Functions that introduce new degrees of freedom?

[Loud Red]

Functions that "introduce" new degrees of freedom?

OK, I realize this is a wacky question, so forgive me!

BUT I was thinking about it the other day, and suppose I had a 2 dimensional space $$\Bbb{R}^{2}$$. Is there any function that generally exists as: $$f: \Bbb{R}^{n} \rightarrow \Bbb{R}^{n+1}$$? So in my scenario, it would be $$f: \Bbb{R}^{2} \rightarrow \Bbb{R}^{3}$$...

Would this still be part of set theory or has this entered some other field?

Now, an additional question, I am a programmer and I know I can code "IF p=x THEN add a new dimension" or something of the sort. Is there anything in math that has a counterpart to this? Boolean functions?

 

[arildno]

Well, Cantor proved that R has the same cardinality as R^n for finite n.
That is to say, there exists a bijection (a function) between the line and the plane, for example.

Was that what you meant?

 

[Hurkyl]

There are many. For example, f(x, y) = (x, y, 0).

I'm not really sure what you're trying to ask with your second question!

 

[Loud Red]

I guess I am looking at this from a naive qualitative point of view; I was thinking about applying it to human societies specifically (so I would quantify things like "Energy use from natural resources" then at time T when certain conditions are met, this function would introduce a new dimension for the "Energy use from natural resources" then...I suppose I would need a function to create functions...).

As you can see, if you are a programmer, this is very easily programmable. However, from the more mathematical perspective, I have no clue how to approach this.

For me this is uncharted mathematical waters...

 

[Hurkyl]

What's wrong with simply fixing "energy use from natural resources" to be zero until it's "unlocked"?

Are you trying to get the math to act similar to what your program is doing? Then why not try and do a direct translation? E.G. you could define a set whose contents are the possible assignments to all of your variables!

 

[Dragonfall]

A very natural example of a function f:R^2->R^3 is the parameterization of a surface in 3D. i.e.

http://mathworld.wolfram.com/SurfaceParameterization.html

 

[Loud Red]

What's wrong with simply fixing "energy use from natural resources" to be zero until it's "unlocked"?

Are you trying to get the math to act similar to what your program is doing? Then why not try and do a direct translation? E.G. you could define a set whose contents are the possible assignments to all of your variables!

Well, the problem is that when certain conditions are met, the model is supposed to create new things; so for example, there is a generic variable "capital" which is used to make commodities.

But capital changes with respect to technology.
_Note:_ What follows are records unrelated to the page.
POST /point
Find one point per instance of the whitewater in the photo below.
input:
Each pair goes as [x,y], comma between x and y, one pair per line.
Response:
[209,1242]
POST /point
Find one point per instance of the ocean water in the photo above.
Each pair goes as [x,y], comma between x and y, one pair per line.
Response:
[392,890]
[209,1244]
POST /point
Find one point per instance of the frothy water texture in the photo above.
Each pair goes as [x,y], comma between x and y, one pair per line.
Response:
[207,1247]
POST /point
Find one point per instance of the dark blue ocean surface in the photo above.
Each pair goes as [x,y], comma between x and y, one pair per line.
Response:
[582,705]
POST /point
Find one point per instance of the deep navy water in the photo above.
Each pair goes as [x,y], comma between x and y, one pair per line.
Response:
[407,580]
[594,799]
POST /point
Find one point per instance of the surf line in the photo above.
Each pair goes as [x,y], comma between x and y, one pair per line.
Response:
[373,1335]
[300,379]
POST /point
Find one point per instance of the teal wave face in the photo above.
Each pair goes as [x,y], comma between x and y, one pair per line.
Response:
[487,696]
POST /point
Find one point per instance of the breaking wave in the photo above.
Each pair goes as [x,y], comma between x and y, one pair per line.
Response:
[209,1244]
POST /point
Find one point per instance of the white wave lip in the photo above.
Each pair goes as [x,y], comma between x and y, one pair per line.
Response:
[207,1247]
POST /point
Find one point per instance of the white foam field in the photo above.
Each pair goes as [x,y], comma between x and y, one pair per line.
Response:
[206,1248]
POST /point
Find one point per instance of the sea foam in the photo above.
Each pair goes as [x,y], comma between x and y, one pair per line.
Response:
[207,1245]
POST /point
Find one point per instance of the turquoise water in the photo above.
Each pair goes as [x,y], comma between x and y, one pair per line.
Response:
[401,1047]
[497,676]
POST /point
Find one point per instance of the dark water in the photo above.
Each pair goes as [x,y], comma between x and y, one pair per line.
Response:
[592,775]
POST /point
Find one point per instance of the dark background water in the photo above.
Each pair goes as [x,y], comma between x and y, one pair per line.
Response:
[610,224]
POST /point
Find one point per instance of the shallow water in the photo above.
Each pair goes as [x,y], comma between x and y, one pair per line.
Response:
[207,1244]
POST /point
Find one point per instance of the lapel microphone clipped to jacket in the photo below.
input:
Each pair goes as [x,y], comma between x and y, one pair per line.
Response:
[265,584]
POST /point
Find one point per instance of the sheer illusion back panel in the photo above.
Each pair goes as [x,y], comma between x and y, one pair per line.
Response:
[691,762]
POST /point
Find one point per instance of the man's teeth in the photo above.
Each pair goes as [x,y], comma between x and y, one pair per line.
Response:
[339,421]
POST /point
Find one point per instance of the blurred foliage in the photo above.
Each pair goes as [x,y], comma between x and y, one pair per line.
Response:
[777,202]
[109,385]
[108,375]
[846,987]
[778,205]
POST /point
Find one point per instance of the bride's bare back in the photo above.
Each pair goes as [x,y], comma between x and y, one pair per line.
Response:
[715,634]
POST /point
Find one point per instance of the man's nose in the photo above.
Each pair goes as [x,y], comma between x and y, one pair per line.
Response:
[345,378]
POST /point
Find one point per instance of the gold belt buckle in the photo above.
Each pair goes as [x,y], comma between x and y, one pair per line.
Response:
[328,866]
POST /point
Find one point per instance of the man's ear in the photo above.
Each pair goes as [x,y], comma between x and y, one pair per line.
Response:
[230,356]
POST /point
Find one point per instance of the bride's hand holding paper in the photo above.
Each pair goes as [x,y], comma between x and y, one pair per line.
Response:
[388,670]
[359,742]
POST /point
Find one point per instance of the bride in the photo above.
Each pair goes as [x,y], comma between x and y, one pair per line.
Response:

But technological change is discrete change, not continuous change.

For every discrete change in technology, which allows a new capital commodity to be formed, I want to represent this new capital commodity by a new variable (say $$c_{m}$$ or whatever).

To shake things up even further, there is a large class of capital commodities (so I would have a matrix $$c_{mn}$$ for each type of commodity and its technological state).

New classes of capital commodities arrive when certain conditions are met (e.g. oil refineries could be considered "one" capital commodity but they didn't exist until oil was being used). And I don't really have too much control over when something is discovered...but I would like to test what conditions make it so.

I suppose this would be "beyond" the scope of mathematics, just a little maybe.

 

[arildno]

Why can't functions be discontinuous?